FAQs#

Workflows#

What pools and platforms are available?#

For pool/platform availability, refer to Pool CLI Reference.

How to fix 403 error when accessing OSMO UI?#

Clear your browser cache and cookies. If the problem persists, contact the admin to verify your roles.

How to fix 403 error when submitting a workflow?#

403 error indicates a permission issue when submitting workflows to the specified pool. To fix this,

Contact your admin to confirm your roles.
Clear your browser cache and cookies.
Logout and re-login.
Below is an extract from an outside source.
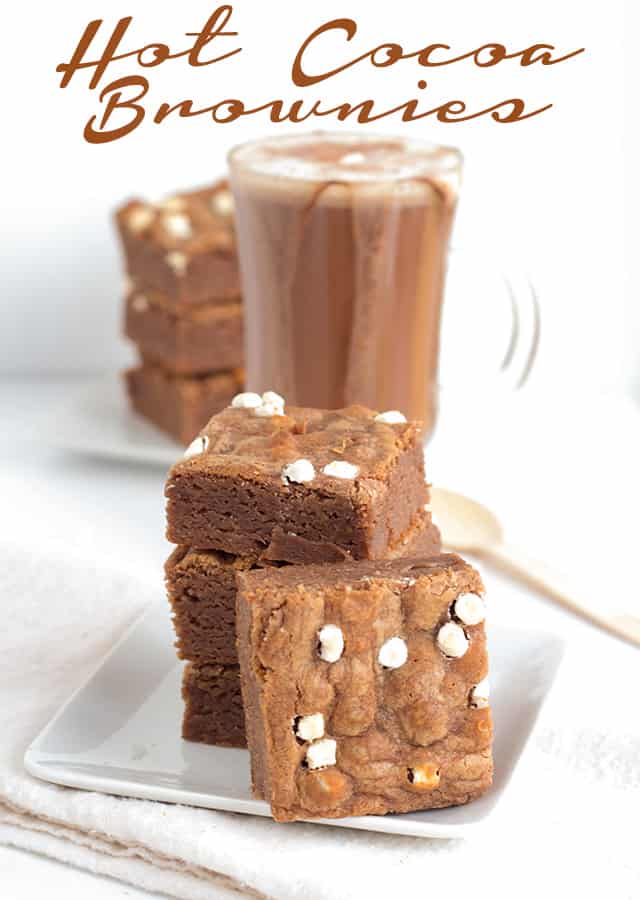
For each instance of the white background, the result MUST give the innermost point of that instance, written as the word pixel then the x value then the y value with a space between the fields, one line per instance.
pixel 549 193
Follow the Login CLI.

Check if the pool is accessible in your profile using the Profile List CLI.

How to fix OSMO exec hangs?#

If you encounter a hang when using osmo workflow exec, you can check the following:

Check if the task has RUNNING status
If the task shows RUNNING, check if the user command (the command defined for the task in the workflow spec) is running by looking at the logs. Sometimes the task is running and downloading inputs, but the user command has not started.
If the user command is not running, wait for 5 minutes and try osmo workflow exec again after it starts running.
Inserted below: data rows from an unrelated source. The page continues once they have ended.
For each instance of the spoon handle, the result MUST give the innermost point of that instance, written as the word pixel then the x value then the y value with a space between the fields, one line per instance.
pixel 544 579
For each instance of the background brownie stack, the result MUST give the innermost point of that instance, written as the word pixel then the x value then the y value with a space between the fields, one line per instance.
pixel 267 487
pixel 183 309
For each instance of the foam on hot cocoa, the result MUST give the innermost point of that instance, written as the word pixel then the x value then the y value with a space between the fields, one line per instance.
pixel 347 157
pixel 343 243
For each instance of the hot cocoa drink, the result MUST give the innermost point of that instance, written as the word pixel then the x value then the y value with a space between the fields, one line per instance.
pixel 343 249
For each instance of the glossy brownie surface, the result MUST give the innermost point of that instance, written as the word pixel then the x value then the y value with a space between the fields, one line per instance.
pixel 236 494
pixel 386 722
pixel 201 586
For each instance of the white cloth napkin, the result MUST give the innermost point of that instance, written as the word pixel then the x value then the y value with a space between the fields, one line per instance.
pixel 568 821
How to pause and debug a workflow?#

Typically, when debugging a workflow that crashes or hangs, forcing the workflow to pause can help you diagnose the problem. Pausing the process gives you a chance to get a remote shell into the workflow, look inside the container, determine or fix the issue, and then unpause the workflow when ready.

To pause a workflow, add the following command to the top of the script running inside your workflow:

while ! [ -f /done.txt ] ; do sleep 1 ; done

This causes the workflow to halt, and wait until the file /done.txt is created, after which it resumes.
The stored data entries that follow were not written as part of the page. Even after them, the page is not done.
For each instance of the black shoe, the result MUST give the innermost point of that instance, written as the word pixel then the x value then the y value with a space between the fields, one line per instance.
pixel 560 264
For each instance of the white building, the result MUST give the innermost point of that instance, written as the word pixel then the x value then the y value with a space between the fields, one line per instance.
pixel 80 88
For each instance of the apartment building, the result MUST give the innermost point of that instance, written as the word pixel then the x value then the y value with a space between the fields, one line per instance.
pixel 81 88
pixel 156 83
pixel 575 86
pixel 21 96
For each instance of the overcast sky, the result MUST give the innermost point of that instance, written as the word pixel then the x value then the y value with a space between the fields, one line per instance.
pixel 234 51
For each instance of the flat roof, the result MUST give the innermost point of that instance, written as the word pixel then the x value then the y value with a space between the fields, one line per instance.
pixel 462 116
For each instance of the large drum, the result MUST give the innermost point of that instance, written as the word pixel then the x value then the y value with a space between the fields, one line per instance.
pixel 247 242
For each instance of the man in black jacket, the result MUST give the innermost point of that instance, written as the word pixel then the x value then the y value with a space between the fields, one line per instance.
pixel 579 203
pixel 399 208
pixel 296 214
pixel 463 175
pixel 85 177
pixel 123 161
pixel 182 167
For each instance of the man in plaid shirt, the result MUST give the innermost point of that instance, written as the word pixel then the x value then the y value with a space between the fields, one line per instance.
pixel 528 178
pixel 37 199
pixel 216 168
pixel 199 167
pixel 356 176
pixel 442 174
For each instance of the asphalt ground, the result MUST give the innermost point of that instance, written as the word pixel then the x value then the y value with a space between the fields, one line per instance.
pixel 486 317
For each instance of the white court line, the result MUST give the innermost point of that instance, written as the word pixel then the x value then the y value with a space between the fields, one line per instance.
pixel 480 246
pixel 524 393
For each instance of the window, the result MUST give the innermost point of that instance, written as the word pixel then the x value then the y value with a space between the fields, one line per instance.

For example, your workflow might contain the following:

workflow:
  tasks:
  - name: my_task
    command: bash
    args: ["/tmp/script.sh"]
    files:
    - path: "/tmp/script.sh"
      contents: |
        while ! [ -f /done.txt ] ; do sleep 1 ; done
        # The rest of script here ...

After the workflow starts and halts, this should give you a chance to shell into the workflow (See Interactive Workflows) and potentially modify files. After you are finished with the shell, you can resume the workflow by creating the /done.txt file with the following command:

$ touch /done.txt

How to force cancel a workflow?#

When a cancel request for a workflow is submitted, it is canceled asynchronously. If the resources associated with the workflow are not cleaned up properly on the backend, the incoming workflows are in a PENDING state. Forcing a cancel frees the resources instantaneously.

To force cancel a workflow, use the --force flag:

$ osmo workflow cancel --force <workflow_id>

Note

To learn more about the cancel CLI, go to cancel.

How to stop a hanging workflow without canceling it?#

In cases your workflow is hanging and you want to stop it but still have OSMO upload your output data, you can use the osmo exec command. For example:

$ osmo workflow exec <workflow_id> <task_id> --entry "/bin/sh -c \"kill -9 \\\$( ps aux | grep '[p]ython' | head -n1 | awk '{print \\\$2}' )\""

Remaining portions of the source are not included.